Un homme et sa femme ont été tués le 24 décembre lors de l’attaque d’une église perpétrée par "des individus armés" dans la région de Dosso, dans le sud-ouest du Niger, a appris l'AFP de sources locales deux jours après.
Le Niger est miné depuis une dizaine d'années par des attaques meurtrières de groupes jihadistes liés à Al-Qaïda et à l'Etat islamique.

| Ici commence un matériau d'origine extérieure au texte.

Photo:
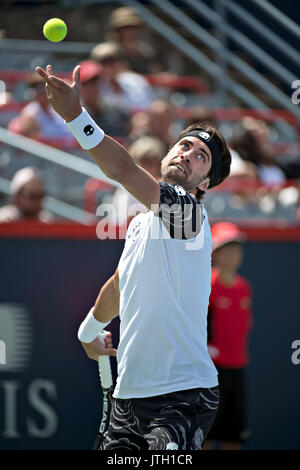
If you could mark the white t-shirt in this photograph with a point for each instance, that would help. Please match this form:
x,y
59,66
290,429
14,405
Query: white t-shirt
x,y
164,293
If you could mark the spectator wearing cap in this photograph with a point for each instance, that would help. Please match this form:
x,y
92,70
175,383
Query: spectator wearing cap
x,y
119,85
148,153
113,119
125,28
38,120
251,141
229,325
27,194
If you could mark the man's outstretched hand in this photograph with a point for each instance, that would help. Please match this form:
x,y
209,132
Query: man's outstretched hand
x,y
64,98
98,348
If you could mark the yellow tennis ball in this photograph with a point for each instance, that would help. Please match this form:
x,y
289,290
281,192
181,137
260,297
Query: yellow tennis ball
x,y
55,30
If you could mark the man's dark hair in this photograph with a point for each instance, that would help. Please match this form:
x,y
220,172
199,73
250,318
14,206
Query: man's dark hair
x,y
223,149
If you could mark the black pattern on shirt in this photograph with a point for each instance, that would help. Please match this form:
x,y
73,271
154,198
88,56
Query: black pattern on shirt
x,y
181,212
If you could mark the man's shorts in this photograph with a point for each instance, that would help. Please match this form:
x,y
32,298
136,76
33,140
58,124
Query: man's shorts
x,y
178,420
229,424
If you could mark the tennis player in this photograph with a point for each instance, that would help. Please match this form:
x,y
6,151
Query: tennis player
x,y
166,395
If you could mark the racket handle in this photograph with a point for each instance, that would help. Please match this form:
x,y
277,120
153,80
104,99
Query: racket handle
x,y
104,366
105,371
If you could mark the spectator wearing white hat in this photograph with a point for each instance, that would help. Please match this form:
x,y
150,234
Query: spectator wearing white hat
x,y
125,28
113,119
118,84
27,194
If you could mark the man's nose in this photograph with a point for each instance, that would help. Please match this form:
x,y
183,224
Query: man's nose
x,y
185,158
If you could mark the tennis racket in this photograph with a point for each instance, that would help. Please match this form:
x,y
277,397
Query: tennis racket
x,y
107,389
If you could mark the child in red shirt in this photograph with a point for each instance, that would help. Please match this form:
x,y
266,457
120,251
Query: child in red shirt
x,y
229,324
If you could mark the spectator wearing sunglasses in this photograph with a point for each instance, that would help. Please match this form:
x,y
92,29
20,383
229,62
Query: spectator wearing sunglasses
x,y
27,195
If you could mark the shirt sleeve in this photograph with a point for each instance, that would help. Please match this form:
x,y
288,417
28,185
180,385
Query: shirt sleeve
x,y
181,212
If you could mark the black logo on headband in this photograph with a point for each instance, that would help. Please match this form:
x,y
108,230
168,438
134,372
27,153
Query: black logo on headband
x,y
88,130
204,135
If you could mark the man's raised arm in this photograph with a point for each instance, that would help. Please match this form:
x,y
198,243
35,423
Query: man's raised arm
x,y
109,155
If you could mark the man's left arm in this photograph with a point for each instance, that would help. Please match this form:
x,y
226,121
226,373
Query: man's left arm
x,y
105,309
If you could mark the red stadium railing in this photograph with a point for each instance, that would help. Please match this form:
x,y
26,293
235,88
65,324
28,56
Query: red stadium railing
x,y
66,230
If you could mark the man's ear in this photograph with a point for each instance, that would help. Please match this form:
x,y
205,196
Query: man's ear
x,y
203,186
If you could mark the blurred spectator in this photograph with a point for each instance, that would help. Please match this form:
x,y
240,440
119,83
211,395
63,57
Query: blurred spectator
x,y
202,115
27,194
290,164
125,28
117,85
156,122
38,120
229,325
110,117
251,141
148,153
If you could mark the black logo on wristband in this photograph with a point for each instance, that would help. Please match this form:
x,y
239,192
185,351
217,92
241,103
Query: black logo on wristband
x,y
88,130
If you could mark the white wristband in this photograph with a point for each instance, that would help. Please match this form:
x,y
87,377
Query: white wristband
x,y
85,130
90,327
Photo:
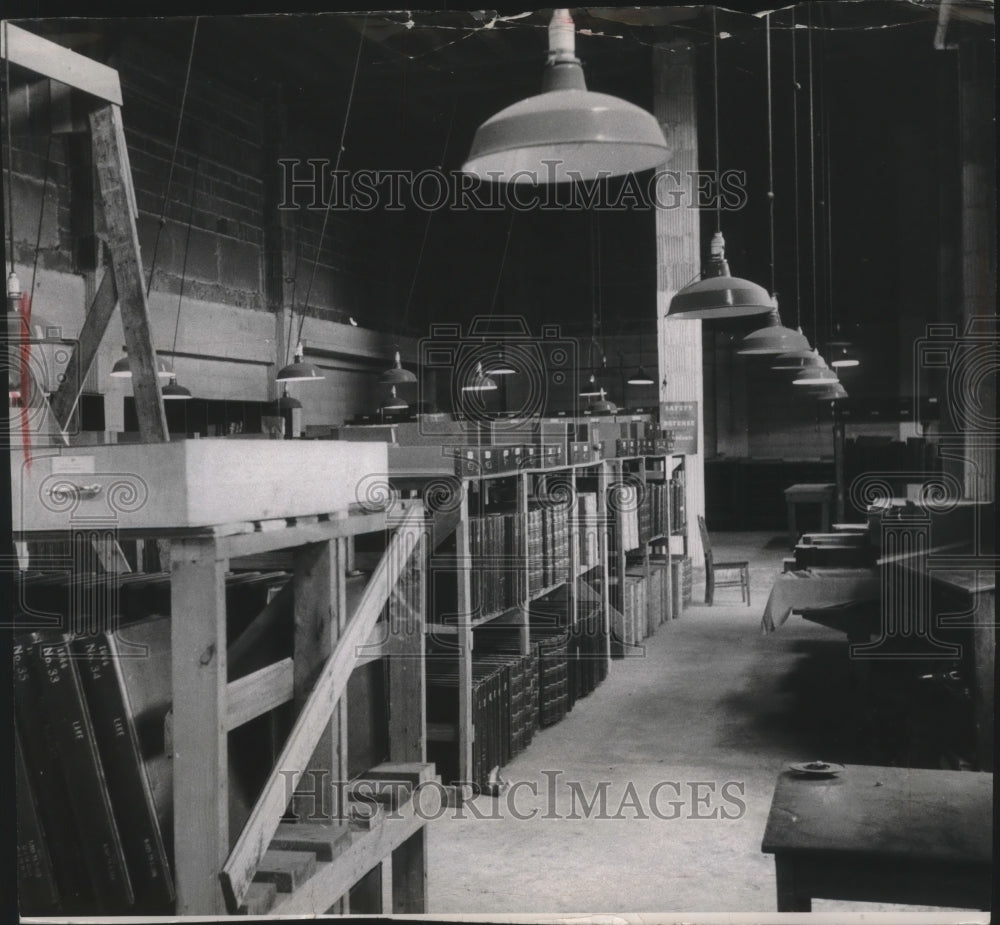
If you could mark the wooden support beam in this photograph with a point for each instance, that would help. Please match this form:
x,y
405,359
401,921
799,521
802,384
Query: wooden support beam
x,y
405,665
315,592
69,67
200,746
313,721
409,875
246,642
101,309
114,184
258,693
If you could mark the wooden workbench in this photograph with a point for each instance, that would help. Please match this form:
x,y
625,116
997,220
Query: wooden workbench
x,y
874,834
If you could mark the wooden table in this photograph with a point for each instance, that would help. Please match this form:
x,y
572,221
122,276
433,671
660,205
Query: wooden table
x,y
823,493
874,834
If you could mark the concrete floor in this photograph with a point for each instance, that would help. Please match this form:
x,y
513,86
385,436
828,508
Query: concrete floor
x,y
698,729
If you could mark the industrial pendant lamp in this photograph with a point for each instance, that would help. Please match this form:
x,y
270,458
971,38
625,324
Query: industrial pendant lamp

Elles ont fait près de 2.000 morts depuis le début de l'année, selon l'ONG ACLED qui documente les conflits dans le monde.
Pays majoritairement musulman, le Niger compte 1 à 2% de chrétiens sur une population de plus de 28 millions d'habitants.
"L’attaque a eu lieu contre le village de Mailo, dans la nuit du mercredi 24 (décembre) aux environs de 23 heures (22h GMT) et suite à cette attaque nous avons perdu un homme et sa femme", a expliqué à l’AFP une source locale.
"Les chrétiens célébraient la messe à l’intérieur de l’église lorsque des individus armés sont venus et ont tiré en l’air, puis c’était la débandade", a-t-elle raconté. "Un homme et sa femme se sont réfugiés dans leur maison" mais les assaillants "les ont poursuivis et les ont exécutés", a-t-elle précisé.
Un ressortissant de la zone, qui a confirmé l'attaque, affirme que "certains fidèles ont fui pour se réfugier dans les villages voisins", quand "d’autres ont pris la direction de la brousse". Les assaillants ont également emporté du bétail, a-t-il ajouté.
Le village de Mailo se trouve dans la zone de Dogondoutchi, située dans la région de Dosso, frontalière du Nigeria et du Bénin. Au Niger, la cohabitation entre musulmans et chrétiens se passe habituellement sans problème.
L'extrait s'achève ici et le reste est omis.